By improving the Listing first, the brand gives itself a chance to:
- Capture more satisfied buyers.
- Encourage richer, scenario-based reviews.
- Gradually narrow the trust gap via social proof.
How the Page’s Sales Logic Started to Recover
After these changes, several key shifts became possible, even without inventing hard numbers:
- The Listing gained an independent conversion capacity instead of relying on ads to carry it.
- Buyers saw a consistent story:
- 100% Merino → premium, certified.
- Midweight → specific warmth level.
- Outdoor scenes → validated use cases.
- Bullets → resolved pains logically.
- Ad traffic became “worth paying for” because each click had a better chance to convert.
- The brand’s dependence on “more budget” as the only growth lever began to decline.

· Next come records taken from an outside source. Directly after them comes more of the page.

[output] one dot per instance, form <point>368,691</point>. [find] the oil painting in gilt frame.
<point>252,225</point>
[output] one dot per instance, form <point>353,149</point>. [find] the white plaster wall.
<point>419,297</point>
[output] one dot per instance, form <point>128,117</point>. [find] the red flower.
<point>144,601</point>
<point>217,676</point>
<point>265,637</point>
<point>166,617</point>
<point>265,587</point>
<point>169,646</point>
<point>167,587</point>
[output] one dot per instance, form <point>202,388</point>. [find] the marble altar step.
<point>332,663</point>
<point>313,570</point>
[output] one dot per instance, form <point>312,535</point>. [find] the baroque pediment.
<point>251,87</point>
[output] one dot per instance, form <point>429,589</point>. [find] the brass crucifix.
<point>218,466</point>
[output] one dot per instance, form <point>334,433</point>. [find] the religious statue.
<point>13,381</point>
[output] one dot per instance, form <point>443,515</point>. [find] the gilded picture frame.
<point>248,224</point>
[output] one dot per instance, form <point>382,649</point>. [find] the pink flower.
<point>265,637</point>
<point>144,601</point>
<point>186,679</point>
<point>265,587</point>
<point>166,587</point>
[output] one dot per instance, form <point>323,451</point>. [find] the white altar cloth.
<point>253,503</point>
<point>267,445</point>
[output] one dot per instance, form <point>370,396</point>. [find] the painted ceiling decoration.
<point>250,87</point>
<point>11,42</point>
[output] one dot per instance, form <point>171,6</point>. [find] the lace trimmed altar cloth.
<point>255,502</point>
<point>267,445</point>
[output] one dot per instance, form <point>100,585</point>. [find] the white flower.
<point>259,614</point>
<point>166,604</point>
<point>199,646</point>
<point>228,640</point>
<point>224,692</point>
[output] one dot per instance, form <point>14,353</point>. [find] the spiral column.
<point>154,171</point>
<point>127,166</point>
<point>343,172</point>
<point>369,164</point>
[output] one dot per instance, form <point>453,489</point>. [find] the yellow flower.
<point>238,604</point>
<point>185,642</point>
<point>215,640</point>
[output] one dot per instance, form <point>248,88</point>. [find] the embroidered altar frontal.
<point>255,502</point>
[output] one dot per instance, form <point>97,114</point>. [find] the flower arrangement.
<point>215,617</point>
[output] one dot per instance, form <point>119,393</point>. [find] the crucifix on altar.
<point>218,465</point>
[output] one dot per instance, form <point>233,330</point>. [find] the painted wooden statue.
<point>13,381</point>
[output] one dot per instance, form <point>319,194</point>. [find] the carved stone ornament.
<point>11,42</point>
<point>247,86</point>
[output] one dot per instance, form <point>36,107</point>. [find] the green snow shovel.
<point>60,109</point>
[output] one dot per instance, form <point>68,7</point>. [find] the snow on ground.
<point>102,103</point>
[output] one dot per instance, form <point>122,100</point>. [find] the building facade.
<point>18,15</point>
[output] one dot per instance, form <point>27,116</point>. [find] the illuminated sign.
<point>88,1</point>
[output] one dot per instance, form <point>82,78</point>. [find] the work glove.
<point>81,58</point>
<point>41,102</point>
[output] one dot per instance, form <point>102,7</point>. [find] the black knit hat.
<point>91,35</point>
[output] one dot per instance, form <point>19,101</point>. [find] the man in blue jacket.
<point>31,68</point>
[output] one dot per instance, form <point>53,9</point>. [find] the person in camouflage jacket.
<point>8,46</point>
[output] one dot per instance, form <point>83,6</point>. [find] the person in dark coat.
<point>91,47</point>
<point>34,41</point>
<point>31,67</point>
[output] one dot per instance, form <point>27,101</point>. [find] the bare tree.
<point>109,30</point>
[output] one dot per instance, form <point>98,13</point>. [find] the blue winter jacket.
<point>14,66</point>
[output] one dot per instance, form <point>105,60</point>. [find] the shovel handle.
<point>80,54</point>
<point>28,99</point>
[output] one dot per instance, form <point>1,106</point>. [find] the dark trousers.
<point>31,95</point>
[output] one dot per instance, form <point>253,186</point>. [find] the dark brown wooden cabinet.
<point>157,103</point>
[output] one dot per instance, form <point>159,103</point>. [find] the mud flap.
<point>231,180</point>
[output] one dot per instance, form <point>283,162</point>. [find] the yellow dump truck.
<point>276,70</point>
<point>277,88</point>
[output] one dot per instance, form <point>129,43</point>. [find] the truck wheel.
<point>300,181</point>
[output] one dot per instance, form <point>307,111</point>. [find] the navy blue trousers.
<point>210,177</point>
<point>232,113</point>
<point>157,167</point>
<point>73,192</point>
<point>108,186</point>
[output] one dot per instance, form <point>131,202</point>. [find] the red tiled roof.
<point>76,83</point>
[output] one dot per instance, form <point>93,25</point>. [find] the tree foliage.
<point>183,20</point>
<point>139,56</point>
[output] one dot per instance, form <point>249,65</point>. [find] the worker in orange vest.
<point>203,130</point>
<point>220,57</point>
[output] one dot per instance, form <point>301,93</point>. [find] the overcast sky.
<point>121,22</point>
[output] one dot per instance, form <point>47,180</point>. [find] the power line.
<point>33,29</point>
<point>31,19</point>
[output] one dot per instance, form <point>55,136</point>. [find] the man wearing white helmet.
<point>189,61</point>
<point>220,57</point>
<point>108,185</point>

Ad structure, keywords, and bids still matter—but only now, with a Listing that can actually convert the traffic being purchased.
What the Seller Learned—and What Other Amazon Sellers Can Take Away
The most important shift was conceptual, not cosmetic.
Before:
- High ACOS = ad problem.
- Improve ACOS = adjust bids, clean up campaigns, test more keywords.
- Listing = secondary; change when time permits.
After:
- High ACOS with weak Listing scores = conversion problem first.
- Improve ACOS sustainably = fix the product page’s ability to convert, then tune ads.
- Listing = the foundation of both organic and paid performance.
Key lessons other Amazon sellers can draw:
1. Do not let ads mask a weak Listing. If your A+ is empty and bullets read like raw specs, you are leaving conversion on the table.
2. Title, main images, bullets, and A+ must function as one system, not four independent elements.
3. Ads amplify page logic, not replace it. A weak page makes even good ad traffic feel “expensive.”
4. Before “pushing budget,” ask: Does this Listing deserve more traffic?
DeepBI’s role in this case was not to provide another tool, but to force the right judgment: the constraint was Listing conversion, not ad settings. Once that was accepted, the path to a healthier Amazon business became clearer—and each advertising dollar finally started working in a more controlled, predictable way.